Question: In some cases we might want to omit the finite population correction term \(1-n/N\) by effectively setting \(1-n/N = 1\) so that \(\sqrt{1-n/N}\) “disappears” from our equations. Sometimes we do this to simplify calculations, but also we may need to do this if we do not know \(N\). When would it be reasonable to omit the finite population correction term?
In survey sampling, the parameter \(\mu\) is the mean of all units in the population, so that \[ \mu = \frac{x_1 + x_2 + \cdots + x_N}{N}. \] The parameter \(\tau\) is the total of all units in the population, so that \[ \tau = x_1 + x_2 + \cdots + x_N. \] Note that \(\mu = \tau/N\) and \(\tau = N\mu\).
Examples of population totals that we might want to estimate:
The point estimate of \(\tau\) is \(N\bar{x}\) since \(\tau = N\mu\) and \(\bar{x}\) estimates \(\mu\). The standard error of \(N\bar{x}\) (assuming sampling without replacement) is \[ N\frac{s}{\sqrt{n}}\sqrt{1 - \frac{n}{N}}, \] so the margin of error for estimating \(\tau\) is \[ tN\frac{s}{\sqrt{n}}\sqrt{1 - \frac{n}{N}}, \] and the confidence interval for \(\tau\) is \[ N\bar{x} \pm tN\frac{s}{\sqrt{n}}\sqrt{1 - \frac{n}{N}}. \] Note: We will always assume sampling without replacement when estimating \(\tau\).
Example: Based on a random sample (without replacement) of \(n\) = 100 students at a university of \(N\) = 1000 students, the mean expenditure per year on phone apps was \(\bar{x}\) = 20 dollars with a standard deviation of \(s\) = 10 dollars. What is the estimate of the total expenditure on phone apps per year for all of the students at the university?

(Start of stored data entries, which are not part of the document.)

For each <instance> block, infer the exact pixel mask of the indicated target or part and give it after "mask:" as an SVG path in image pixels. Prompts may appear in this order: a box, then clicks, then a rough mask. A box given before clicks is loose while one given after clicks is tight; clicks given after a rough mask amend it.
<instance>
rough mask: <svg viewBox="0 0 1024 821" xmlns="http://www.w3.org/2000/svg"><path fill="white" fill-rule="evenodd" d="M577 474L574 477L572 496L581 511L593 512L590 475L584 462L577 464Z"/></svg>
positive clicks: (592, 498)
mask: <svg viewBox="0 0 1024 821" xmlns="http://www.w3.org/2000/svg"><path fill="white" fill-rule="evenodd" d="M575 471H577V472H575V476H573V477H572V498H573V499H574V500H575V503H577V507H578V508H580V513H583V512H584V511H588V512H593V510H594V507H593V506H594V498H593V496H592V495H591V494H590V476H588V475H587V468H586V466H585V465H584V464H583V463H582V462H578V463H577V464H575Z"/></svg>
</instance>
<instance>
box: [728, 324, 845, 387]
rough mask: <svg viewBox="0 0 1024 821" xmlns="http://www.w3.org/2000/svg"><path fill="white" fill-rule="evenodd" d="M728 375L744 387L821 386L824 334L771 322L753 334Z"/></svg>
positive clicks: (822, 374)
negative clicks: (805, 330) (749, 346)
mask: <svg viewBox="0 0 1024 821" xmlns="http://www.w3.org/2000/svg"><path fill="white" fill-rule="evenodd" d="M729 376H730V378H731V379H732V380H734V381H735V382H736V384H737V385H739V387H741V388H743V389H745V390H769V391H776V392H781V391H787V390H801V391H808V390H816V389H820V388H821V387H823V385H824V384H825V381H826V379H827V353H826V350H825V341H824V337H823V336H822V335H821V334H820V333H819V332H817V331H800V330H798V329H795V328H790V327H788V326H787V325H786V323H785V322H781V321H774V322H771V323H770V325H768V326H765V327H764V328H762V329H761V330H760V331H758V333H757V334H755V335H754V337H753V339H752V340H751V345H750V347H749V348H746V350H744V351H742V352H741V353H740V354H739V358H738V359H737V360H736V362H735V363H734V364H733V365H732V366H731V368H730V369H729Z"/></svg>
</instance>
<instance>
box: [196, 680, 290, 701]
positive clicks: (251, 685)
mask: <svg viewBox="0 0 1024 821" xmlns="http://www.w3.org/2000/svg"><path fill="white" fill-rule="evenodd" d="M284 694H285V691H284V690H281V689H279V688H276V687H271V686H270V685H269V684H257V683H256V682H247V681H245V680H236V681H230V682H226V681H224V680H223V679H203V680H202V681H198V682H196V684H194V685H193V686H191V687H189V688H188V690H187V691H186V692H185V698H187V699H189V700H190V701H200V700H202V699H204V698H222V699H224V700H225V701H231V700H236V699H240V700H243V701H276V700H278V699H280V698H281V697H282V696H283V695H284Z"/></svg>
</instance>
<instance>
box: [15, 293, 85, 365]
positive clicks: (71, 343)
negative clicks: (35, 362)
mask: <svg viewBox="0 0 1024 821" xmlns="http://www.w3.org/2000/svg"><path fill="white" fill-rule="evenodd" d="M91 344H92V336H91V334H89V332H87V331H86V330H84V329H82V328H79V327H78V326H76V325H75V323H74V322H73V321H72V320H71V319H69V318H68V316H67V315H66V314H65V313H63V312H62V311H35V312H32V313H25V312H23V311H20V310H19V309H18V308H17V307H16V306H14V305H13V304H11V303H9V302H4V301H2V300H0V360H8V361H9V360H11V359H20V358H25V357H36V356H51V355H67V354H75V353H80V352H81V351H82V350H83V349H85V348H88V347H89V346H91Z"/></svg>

Example: Conservation researchers conducted a survey to estimate the density and abundance of a species of “larkspur” (a flowering plant of the genus Delphinium) in a rectangular region. To survey the larkspur they divided the region into 150 one-meter wide transects from north to south. The researchers selected a sample of 20 transects using random sampling. The mean number of larkspur in these 20 transects was 21.45 larkspur, and the standard deviation was 21.52 larkspur. What is the point estimate, margin of error, and confidence interval for the total number of larkspur in the region?